Wealthy, young consumers nowadays are different compared to their predecessors, with many of them looking at the top-end or core luxury segment, says Iyer of Mercedes-Benz. A survey conducted by Deloitte found that 60-65% of respondents within the Gen Z and millennial category were keen to purchase more luxury items compared to their predecessors. With cars becoming autonomous, Mercedes-Benz is adding features such as gaming, and working with Dolby Atmos to create an immersive 5D experience for watching movies. “Even traditional navigation is no longer valid for Gen Z. They need more intuitive stuff,” adds Iyer.
“Gen Zs and millennials are becoming increasingly aware, given their exposure to social media and other online platforms,” says Govindu of Deloitte India.
Beside interest from Gen Zs, Iyer says the auto sector has seen the number of women consumers grow from 9% to 15% in recent years. “Many times, women own the second or third car in the family. From mass or premium cars, women are shifting to luxury. There’s also an increased preference for SUVs compared to sedans.”
The Boon Called E-commerce
According to a report by real estate consultant CBRE South Asia and the PHD Chamber of Commerce and Industry, luxury brands leased over 600,000 square feet of retail space in India in 2023, compared with 230,000 square feet in the previous year, while leases in malls tripled to 240,000 square feet.
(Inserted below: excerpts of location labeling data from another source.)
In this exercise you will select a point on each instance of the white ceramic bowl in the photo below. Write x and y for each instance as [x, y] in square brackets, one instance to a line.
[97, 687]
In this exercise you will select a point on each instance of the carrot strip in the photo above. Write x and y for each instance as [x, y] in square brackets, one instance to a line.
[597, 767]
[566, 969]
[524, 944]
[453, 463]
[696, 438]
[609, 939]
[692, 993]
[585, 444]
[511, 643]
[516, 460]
Multiple foreign luxury brands, which earlier had a small presence in India or none at all, are entering into tie-ups with Indian companies, including Reliance Brands and Aditya Birla Fashion and Retail Ltd. (ABFRL), to set up stores and expand their footprint. French luxury house Hermès, for example, opened its third store in India in April at the Jio World Plaza Mall, while Italian fashion house Valentino launched its first two stores in India last year. French luxury group Kering-owned Balenciaga, too, debuted in the country in 2023.
E-commerce is also becoming an important channel for local and foreign luxury goods. Designer Aggarwal says consumers are now open to buying expensive, designer pieces online. “If you’ve already engaged a customer previously in your product, they’re happy to move on to digital buying, considering they are already aware of the kind of quality you’d be offering,” he adds.
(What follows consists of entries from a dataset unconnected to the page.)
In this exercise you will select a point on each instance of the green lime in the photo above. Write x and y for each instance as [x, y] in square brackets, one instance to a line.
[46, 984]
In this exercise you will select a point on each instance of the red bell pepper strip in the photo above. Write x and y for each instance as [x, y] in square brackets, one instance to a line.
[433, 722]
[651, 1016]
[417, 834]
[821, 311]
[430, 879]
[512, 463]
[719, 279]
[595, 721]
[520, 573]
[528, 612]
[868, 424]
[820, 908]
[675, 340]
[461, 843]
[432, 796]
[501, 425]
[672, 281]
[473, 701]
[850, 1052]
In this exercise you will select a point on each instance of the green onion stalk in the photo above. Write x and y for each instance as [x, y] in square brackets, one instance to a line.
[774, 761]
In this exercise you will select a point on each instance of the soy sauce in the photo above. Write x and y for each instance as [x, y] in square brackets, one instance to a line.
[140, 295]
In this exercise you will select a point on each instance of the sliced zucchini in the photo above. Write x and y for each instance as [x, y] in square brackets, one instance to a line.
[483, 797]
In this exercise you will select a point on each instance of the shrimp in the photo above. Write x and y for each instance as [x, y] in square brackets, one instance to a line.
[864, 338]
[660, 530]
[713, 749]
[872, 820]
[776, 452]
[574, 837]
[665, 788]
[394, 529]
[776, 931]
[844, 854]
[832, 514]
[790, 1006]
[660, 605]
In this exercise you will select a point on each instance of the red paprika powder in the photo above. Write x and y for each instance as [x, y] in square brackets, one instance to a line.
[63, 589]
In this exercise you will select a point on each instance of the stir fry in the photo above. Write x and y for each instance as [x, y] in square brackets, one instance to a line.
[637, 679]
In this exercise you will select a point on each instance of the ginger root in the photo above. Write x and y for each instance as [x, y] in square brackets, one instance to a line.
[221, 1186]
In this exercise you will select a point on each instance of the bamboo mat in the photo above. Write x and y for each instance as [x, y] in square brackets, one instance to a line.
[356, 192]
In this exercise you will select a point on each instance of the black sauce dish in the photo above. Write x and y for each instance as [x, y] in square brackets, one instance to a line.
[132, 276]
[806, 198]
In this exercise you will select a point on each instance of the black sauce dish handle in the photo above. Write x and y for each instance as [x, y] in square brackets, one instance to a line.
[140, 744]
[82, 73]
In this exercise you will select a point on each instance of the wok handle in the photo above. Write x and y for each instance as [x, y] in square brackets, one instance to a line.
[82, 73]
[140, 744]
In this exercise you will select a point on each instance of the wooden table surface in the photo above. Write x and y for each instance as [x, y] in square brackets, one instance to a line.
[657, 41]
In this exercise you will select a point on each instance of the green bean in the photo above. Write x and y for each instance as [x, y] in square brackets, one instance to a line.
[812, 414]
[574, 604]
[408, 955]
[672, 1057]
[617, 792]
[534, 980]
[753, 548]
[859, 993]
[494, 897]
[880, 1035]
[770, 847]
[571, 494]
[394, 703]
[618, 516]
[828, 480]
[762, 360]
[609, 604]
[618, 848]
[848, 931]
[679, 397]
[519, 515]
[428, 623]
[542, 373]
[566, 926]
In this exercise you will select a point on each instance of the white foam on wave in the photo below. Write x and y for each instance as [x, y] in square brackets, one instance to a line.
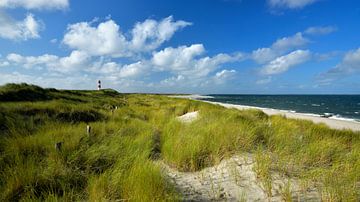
[338, 117]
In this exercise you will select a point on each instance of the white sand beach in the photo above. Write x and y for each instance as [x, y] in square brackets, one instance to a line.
[332, 123]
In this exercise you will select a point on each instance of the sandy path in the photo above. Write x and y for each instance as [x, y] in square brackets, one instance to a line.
[188, 117]
[332, 123]
[234, 179]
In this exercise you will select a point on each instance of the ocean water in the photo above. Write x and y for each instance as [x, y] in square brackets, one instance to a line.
[346, 107]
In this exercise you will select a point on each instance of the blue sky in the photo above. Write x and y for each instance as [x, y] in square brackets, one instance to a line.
[187, 46]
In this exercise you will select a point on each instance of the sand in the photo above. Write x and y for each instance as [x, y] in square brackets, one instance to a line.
[332, 123]
[188, 117]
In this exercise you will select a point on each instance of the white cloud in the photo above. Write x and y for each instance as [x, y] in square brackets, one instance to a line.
[76, 61]
[132, 70]
[291, 4]
[225, 74]
[264, 81]
[283, 63]
[107, 38]
[35, 4]
[186, 60]
[279, 47]
[150, 34]
[172, 81]
[320, 30]
[4, 63]
[288, 43]
[28, 28]
[349, 65]
[53, 41]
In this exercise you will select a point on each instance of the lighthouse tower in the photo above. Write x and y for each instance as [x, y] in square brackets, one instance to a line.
[99, 85]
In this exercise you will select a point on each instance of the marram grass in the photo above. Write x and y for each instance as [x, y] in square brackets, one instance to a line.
[118, 160]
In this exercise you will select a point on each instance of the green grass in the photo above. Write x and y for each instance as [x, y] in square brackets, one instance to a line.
[118, 160]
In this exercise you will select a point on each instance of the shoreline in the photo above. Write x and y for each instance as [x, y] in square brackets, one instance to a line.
[332, 123]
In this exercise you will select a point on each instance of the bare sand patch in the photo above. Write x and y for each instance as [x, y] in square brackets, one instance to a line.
[188, 117]
[234, 179]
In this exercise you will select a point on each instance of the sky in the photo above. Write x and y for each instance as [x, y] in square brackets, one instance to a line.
[183, 46]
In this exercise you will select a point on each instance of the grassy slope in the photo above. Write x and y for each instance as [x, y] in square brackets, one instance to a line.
[118, 160]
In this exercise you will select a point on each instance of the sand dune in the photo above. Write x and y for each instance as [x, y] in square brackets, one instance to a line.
[332, 123]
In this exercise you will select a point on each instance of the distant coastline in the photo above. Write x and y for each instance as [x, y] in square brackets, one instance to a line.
[332, 122]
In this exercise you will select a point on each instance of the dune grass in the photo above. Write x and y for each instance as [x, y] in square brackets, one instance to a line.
[131, 133]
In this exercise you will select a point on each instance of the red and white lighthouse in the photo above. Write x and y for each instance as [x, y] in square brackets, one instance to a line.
[99, 85]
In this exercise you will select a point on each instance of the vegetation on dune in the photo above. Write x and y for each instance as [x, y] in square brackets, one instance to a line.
[118, 159]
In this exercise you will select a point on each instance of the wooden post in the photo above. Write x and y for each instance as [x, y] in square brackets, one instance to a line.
[58, 146]
[88, 130]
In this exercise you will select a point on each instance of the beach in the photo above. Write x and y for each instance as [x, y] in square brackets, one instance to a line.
[332, 123]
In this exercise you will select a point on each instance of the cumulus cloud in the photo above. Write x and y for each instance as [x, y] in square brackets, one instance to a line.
[132, 70]
[77, 60]
[264, 81]
[187, 60]
[172, 81]
[4, 63]
[35, 4]
[290, 4]
[107, 38]
[224, 74]
[349, 65]
[23, 30]
[320, 30]
[279, 47]
[150, 34]
[283, 63]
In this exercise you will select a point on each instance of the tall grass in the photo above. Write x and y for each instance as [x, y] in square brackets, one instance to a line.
[118, 159]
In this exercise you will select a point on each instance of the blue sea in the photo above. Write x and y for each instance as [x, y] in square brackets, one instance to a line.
[346, 107]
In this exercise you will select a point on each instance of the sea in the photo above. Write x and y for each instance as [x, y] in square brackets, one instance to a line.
[342, 107]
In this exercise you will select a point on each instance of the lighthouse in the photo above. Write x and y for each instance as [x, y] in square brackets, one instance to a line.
[99, 85]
“There was always a buying power that existed in India across segments, but availability was a bit of a challenge. Access has improved through e-commerce or even brands setting up channels of purchase,” says Govindu. For instance, iconic Parisian department store Galeries Lafayette, which plans to open two new stores in Mumbai and Delhi in partnership with Aditya Birla Fashion and Retail Ltd , will reportedly have a dedicated e-commerce platform in the country.
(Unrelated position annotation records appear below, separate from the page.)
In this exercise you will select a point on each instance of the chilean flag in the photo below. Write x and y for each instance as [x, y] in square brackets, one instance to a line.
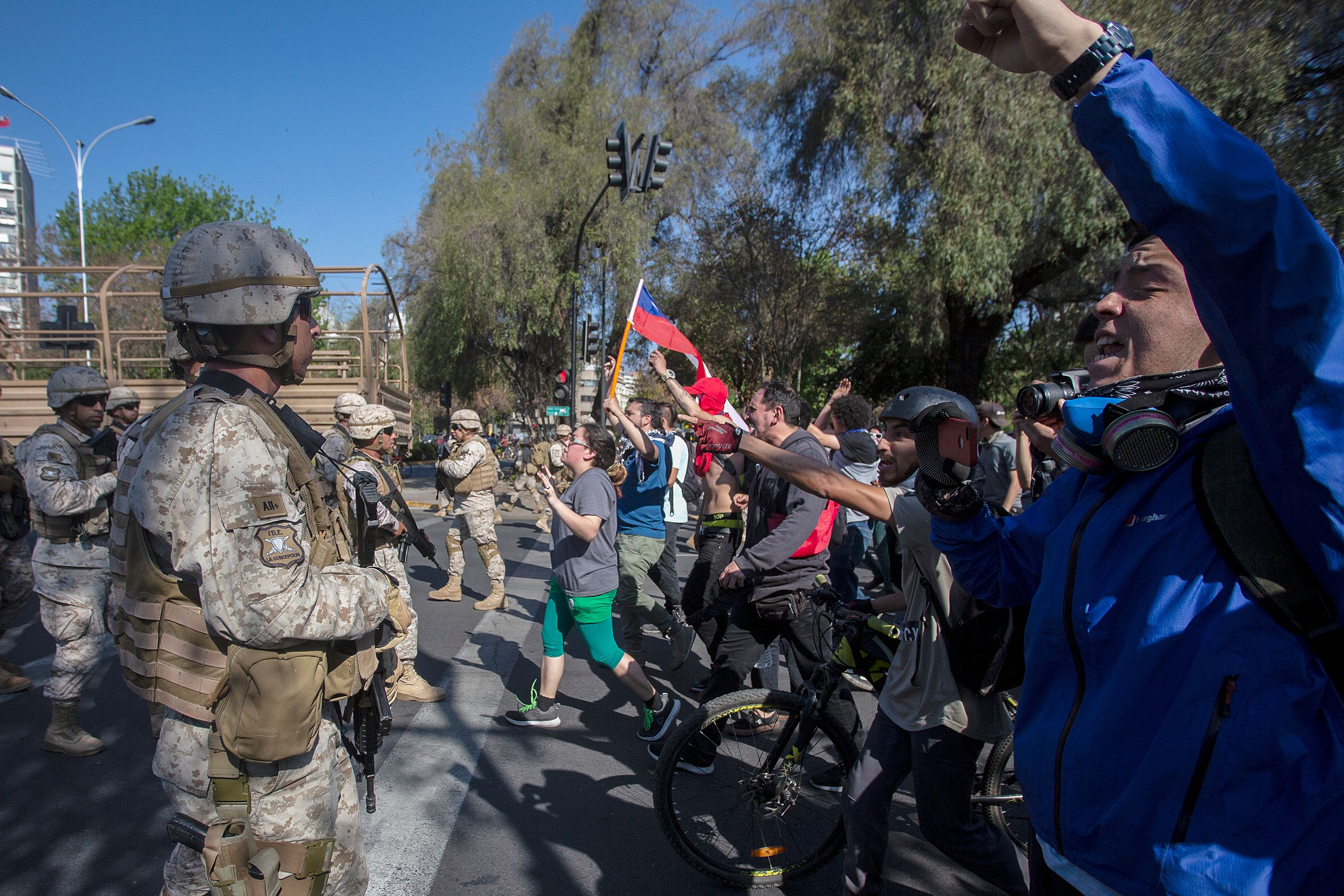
[654, 325]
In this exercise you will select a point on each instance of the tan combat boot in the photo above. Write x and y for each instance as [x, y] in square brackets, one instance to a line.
[65, 735]
[452, 590]
[11, 683]
[413, 687]
[497, 600]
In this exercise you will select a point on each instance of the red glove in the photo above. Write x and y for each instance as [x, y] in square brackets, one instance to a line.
[718, 438]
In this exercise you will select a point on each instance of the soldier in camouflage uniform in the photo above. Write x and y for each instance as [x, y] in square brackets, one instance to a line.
[371, 430]
[123, 409]
[15, 561]
[336, 445]
[472, 471]
[221, 520]
[69, 483]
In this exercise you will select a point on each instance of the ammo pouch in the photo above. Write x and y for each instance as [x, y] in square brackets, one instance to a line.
[275, 702]
[238, 866]
[780, 607]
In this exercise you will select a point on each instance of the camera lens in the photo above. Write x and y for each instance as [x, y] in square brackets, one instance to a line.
[1042, 399]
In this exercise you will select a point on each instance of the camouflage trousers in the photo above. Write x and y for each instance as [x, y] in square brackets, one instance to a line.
[388, 559]
[73, 605]
[529, 483]
[15, 581]
[476, 514]
[310, 797]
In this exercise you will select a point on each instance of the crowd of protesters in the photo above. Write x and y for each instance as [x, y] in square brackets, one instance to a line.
[1180, 726]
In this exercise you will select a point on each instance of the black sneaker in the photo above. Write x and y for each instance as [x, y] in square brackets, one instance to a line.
[690, 758]
[831, 780]
[534, 716]
[656, 722]
[752, 723]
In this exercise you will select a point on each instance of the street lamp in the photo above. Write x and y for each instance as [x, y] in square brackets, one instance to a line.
[80, 155]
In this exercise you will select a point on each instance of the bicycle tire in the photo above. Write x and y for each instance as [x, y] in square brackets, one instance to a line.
[992, 785]
[664, 778]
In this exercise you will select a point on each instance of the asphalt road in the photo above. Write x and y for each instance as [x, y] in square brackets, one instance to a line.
[467, 803]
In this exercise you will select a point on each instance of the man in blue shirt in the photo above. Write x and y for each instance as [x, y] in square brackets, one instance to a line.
[640, 532]
[1173, 737]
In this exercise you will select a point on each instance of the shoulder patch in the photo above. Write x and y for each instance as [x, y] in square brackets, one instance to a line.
[269, 506]
[280, 546]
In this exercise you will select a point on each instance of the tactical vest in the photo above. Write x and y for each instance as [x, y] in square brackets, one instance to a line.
[480, 477]
[65, 530]
[167, 652]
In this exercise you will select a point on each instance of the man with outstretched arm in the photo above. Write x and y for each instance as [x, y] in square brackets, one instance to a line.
[1174, 737]
[928, 725]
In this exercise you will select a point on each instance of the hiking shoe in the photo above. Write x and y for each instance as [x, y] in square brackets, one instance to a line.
[690, 759]
[831, 780]
[857, 682]
[527, 714]
[752, 723]
[656, 722]
[683, 639]
[534, 716]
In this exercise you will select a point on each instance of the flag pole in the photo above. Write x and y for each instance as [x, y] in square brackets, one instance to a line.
[626, 336]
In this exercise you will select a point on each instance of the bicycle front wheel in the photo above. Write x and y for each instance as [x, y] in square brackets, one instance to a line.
[1000, 781]
[734, 818]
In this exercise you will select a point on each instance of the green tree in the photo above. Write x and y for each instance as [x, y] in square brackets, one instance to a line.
[980, 206]
[487, 267]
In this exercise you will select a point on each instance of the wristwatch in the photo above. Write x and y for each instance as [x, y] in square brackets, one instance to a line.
[1113, 41]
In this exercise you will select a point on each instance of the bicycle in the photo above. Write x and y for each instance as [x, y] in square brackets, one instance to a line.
[998, 793]
[757, 820]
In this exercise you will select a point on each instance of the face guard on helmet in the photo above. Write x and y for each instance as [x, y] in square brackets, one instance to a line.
[237, 275]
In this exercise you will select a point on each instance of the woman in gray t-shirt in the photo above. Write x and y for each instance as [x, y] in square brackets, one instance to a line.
[584, 586]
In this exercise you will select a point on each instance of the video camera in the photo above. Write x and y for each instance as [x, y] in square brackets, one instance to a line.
[1046, 399]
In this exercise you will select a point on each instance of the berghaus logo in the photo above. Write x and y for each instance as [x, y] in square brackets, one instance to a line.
[1150, 518]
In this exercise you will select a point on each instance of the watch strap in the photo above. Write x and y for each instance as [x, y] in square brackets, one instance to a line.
[1113, 41]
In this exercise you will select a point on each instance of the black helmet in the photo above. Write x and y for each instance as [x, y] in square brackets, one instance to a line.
[908, 405]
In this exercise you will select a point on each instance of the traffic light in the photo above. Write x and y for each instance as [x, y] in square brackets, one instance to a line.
[619, 160]
[655, 163]
[592, 340]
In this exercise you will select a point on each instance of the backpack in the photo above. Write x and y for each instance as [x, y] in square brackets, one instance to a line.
[1261, 554]
[986, 647]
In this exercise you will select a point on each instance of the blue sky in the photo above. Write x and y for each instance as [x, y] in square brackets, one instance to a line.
[323, 105]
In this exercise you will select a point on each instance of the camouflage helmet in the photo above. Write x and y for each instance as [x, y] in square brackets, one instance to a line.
[467, 418]
[69, 383]
[235, 272]
[347, 402]
[369, 421]
[120, 397]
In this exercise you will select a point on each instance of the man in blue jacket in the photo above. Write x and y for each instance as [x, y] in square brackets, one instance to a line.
[1173, 738]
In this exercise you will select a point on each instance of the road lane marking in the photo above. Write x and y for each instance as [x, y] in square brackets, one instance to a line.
[425, 778]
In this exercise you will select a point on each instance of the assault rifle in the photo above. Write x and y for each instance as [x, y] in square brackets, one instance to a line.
[414, 535]
[369, 711]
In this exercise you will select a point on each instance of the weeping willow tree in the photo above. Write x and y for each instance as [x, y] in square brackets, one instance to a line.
[488, 262]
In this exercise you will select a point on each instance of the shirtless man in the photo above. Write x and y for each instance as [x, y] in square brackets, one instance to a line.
[719, 532]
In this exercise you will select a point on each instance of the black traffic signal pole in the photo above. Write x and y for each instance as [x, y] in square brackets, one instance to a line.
[574, 308]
Even as luxury companies explore multiple avenues for growth, executives emphasise on a long-term strategy for the country. “India is a market where you need to have strategic patience. We have been here for 30 years and have seen growth in different phases. Growth in the last three to four years has been significant in percentile terms. But more than absolute numbers, it is important to emphasise on the average selling price because in luxury, you don’t just focus on numbers and volume growth,” sums up Iyer.